Repasemos la secuencia de hechos. Hará un par de años apareció uno de esos prensajes privados de tirada muy limitada y sin ánimo de lucro desde lo que se podría definir como una inofensiva dark web del coleccionismo que ha existido desde tiempos inmemoriales. Por desgracia, una de aquellas copias privadas destinadas a que unas grabaciones que llevaban años circulando entre los muy “cafeteros” de Ángeles del Infierno estuvieran en un formato artesano, pero tangible, llegó a manos de quien no parece muy interesado en respetar el legado de ADI. La indagación sobre el origen del LP (y también CD) de bajísima calidad y que desde hace un año inunda todas las ferias de discos y las plataformas de venta de música nos ha llevado a analizar el propio vinilo, en cuya matriz o parte central del disco figura una inscripción con las letras GP.
Esta matriz que siempre aparece grabada en cualquier vinilo a modo de matrícula
identificativa, muestra en este caso las letras “GP” junto una numeración concreta. Las siglas corresponden a la empresa portuguesa Grama Pressing, la “marca de agua” que viene utilizando en los últimos tiempos el empresario peruano con residencia en España Mario Lachy, responsable del sello Black Legion Records. Esa misma identificación figura en todas sus ‘peruvian editions’ de las reediciones más o menos autorizadas que ha efectuado de referencias históricas de bandas españolas de los 80 como Goliath, Sobredosis o Tritón.
Ya que citamos estas reimpresiones de clásicos del Heavy patrio, conviene apuntar que Black Legion proporciona con frecuencia un teléfono de Perú para el contacto, lo que no es sino una maniobra más de despiste para evitar la identificación de la procedencia exacta del vinilo. Lo que no cambia en ellos es el sempiterno “GP”, único rastro real del lugar donde se prensan “sus” vinilos.

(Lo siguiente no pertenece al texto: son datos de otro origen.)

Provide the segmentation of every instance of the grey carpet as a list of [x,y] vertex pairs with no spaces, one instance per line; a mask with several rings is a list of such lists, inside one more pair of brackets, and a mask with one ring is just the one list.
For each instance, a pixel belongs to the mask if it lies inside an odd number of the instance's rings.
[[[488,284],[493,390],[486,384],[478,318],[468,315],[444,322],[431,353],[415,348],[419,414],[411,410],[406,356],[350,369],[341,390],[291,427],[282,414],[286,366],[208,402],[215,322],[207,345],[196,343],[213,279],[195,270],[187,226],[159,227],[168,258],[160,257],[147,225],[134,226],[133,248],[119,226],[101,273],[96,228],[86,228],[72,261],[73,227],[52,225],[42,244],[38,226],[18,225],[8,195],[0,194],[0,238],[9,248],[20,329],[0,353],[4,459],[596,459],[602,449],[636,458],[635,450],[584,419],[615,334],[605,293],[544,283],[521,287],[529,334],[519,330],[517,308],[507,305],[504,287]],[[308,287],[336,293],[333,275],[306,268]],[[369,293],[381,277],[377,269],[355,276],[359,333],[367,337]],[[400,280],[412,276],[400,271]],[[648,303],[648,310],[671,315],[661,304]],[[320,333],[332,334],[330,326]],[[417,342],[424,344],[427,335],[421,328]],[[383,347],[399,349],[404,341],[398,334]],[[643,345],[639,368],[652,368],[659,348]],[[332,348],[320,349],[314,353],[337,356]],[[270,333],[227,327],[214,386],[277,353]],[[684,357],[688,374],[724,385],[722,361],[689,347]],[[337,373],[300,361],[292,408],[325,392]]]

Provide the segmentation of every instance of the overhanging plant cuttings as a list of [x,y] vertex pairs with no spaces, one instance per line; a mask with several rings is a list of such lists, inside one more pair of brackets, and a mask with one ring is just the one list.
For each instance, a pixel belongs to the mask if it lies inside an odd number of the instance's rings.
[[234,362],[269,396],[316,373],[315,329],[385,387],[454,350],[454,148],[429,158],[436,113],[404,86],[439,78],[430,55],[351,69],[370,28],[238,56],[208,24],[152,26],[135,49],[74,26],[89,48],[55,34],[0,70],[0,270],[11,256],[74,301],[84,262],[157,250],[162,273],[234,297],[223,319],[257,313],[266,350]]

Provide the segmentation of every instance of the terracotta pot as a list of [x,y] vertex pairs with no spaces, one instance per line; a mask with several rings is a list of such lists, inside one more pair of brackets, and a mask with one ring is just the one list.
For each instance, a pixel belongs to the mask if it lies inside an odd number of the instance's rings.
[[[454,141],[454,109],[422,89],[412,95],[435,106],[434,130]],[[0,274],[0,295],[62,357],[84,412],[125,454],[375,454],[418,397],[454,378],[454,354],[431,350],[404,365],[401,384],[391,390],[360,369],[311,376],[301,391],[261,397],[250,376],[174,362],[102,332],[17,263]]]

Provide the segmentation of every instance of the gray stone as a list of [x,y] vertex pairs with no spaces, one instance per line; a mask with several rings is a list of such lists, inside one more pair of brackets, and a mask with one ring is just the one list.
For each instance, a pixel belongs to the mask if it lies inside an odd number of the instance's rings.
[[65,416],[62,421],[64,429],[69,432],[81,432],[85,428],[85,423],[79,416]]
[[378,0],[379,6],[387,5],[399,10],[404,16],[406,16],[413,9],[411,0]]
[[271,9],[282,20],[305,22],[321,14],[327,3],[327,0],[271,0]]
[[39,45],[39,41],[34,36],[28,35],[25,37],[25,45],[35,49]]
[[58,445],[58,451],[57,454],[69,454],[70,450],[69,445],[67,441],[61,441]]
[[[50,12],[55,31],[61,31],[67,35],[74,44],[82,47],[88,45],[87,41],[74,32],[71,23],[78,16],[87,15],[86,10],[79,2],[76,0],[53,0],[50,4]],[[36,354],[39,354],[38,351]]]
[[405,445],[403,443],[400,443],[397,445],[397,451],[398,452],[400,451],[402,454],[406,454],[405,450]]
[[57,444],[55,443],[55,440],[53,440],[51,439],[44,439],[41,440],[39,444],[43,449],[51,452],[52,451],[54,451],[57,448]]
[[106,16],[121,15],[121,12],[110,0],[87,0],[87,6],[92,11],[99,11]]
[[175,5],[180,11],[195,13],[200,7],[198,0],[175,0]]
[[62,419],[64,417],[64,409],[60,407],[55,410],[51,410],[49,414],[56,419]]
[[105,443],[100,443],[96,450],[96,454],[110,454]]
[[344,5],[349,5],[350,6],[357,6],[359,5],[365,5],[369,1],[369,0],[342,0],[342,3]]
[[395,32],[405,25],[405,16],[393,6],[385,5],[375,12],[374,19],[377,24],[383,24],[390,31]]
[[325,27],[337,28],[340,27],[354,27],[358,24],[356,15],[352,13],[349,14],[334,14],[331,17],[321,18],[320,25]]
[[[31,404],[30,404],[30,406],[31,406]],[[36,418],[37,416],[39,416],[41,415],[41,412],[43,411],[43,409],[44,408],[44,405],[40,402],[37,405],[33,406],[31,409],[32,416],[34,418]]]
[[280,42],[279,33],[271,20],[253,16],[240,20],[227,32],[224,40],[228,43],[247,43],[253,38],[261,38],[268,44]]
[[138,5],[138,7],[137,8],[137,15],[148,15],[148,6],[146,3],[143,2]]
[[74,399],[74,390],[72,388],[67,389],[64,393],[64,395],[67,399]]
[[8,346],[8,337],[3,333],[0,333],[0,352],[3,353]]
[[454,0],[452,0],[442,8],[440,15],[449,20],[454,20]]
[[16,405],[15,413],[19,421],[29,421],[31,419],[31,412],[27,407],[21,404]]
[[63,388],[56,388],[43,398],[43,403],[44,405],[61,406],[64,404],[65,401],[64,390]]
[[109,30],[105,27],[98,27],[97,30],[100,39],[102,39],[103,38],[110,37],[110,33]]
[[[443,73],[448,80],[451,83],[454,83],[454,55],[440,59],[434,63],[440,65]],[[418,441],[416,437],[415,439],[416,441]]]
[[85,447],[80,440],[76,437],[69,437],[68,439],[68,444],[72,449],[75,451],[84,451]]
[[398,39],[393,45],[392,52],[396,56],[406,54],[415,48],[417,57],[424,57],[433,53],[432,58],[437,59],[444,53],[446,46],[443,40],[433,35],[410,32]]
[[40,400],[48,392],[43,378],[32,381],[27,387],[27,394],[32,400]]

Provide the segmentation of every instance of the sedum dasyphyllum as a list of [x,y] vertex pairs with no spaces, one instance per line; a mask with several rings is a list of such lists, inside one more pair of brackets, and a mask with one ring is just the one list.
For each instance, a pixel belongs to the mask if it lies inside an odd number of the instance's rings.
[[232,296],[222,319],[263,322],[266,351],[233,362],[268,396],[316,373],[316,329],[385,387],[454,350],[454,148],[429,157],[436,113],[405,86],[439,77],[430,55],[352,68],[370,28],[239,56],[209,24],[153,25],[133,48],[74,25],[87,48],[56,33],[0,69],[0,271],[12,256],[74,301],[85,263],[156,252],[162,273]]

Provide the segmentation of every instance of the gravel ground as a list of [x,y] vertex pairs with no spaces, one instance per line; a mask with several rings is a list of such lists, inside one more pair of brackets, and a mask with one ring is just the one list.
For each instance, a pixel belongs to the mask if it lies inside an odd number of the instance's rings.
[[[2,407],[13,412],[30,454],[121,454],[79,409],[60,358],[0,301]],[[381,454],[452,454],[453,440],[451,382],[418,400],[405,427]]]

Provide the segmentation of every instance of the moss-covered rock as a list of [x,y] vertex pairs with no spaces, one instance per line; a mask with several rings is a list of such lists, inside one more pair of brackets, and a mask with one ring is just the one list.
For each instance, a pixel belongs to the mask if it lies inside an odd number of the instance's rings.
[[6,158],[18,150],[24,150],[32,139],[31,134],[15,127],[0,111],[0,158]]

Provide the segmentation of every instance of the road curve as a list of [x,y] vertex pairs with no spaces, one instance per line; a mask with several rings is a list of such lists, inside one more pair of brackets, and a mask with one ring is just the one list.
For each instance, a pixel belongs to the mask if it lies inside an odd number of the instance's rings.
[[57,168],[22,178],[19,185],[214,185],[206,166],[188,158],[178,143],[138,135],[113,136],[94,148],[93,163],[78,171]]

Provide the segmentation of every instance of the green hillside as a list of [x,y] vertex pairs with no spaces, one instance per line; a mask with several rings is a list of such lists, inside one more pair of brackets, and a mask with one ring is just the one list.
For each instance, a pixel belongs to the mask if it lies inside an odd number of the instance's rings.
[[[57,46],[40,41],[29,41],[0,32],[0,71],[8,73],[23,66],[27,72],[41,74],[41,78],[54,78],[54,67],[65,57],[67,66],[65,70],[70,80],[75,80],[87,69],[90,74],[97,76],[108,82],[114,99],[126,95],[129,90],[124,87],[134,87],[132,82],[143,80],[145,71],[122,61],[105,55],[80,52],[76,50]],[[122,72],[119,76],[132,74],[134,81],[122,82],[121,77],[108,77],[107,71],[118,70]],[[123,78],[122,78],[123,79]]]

El primer capítulo de la apropiación indebida de la demo de Ángeles del Infierno por parte de Black Legion (y sus marcas derivadas) remite a su propia edición inicial en CD, para la que Lachy efectuó una digitalización de muy baja calidad. Para su comercialización jugó además al despiste total y no contó con acreditación alguna y en su sonido se apreciaba incluso el arrastre de la aguja del tocadiscos por el que había pasado un vinilo casero durante el proceso de digitalización. El audio mostraba además cierta saturación respecto al prensaje privado, aunque lo peor aún estaba por llegar para disgusto de los incautos coleccionistas…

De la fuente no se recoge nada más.